La vidéo déclare: «Les négociations ont abouti à des manifestations violentes sur le Maidan et maintenant les ultra-nationalistes avec des symboles nazis siègent au parlement. » La vidéo évoque aussi les 198 victimes néerlandaises de vol MH17 abattu au-dessus de l'Ukraine et met en garde contre les dangers d'un conflit géopolitique avec la Russie: «L'UE s’approche de plus en plus de la frontière russe.
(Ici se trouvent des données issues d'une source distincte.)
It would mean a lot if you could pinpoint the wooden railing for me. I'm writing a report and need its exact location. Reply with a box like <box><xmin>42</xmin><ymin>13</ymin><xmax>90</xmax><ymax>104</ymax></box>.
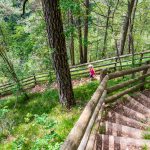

Tous les trois pays, [l’Ukraine, la Géorgie et la Moldavie], firent autrefois partie de l'Union soviétique et maintenant l'UE et l'OTAN tentent de les intégrer. »

Les forces derrière la campagne pour le « non » ont, bien sûr, rien de commun avec un mouvement anti-impérialiste contre l'UE et de l'OTAN du point de vue de la classe ouvrière. Ils représentent plutôt une faction de l'élite dirigeante néerlandaise qui considère un conflit avec la Russie serait indésirable actuellement et estime que les Pays-Bas poursuivraient leurs intérêts stratégiques plus efficacement par une politique plus indépendante de l'UE.

Un point révélateur de la vidéo des partisans du «non» est que l'influence des Pays-Bas sur la politique étrangère de l'UE ne cesse de diminuer avec l'élargissement de l’UE. À un moment donné, elle déclare: « Est -ce que cela veut dire que nous devrions laisser ces trois pays [ l'Ukraine, la Géorgie et la Moldavie] à l'ours russe? Bien sûr que non. Mais il faut se poser les questions, comment ces accords ont-ils apparu et à quel prix? Et pourquoi l'opinion de la majorité de la population a-t-elle été ignorée »?

À la fin mars, les présidents du groupe Burgercomité-UE ont dit au NRC Handelsblad qu'ils ne s’intéressaient pas à l'Ukraine, mais et qu'ils cherchaient à réaliser un « Nexit », une sortie des Pays-Bas de l'UE.

Arjan van Dixhoorn, qui dirige l'alliance, a déclaré: «Nous ne sommes pas vraiment dérangés par l'Ukraine, vous devez comprendre cela. ... Un référendum Nexit n'a pas encore été possible. Par conséquent, nous utilisons toutes les possibilités dont nous disposons pour augmenter la pression sur les relations entre les Pays-Bas et l'UE. »

Les initiateurs ont célébré le résultat du référendum. Baudat s’en vantait : « Le résultat ne peut pas simplement être ignoré ». Wilders a tweeté, "La grande majorité des électeurs est contre, ce qui est fantastique ... C'est le début de la fin de l'UE.» Le refrain a été rejoint par les populistes de droite à travers l'Europe, dont le président du parti indépendantiste UKIP, Nigel Farage, qui dirige la campagne pour une sortie britannique de l'UE lors d'un référendum en juin prochain.

Malgré la jubilation de ces forces réactionnaires, la majorité des Néerlandais a estimé qu'il n'y avait pas un «moindre mal» dans ce vote, et s’est abstenue. Le Financial Times a commenté: « Mais le nombre de personnes qui a boudé les urnes était si élevé, au moins par rapport aux attentes des élections nationales néerlandaises, que la conclusion la plus sûre est que l'abstention a été le vrai choix du peuple hollandais. Pour certains électeurs, qui ont correctement senti que le référendum n’était pas à bien des égards sur l'Ukraine, l’abstention était une tactique visant à invalider l'ensemble de l'exercice ».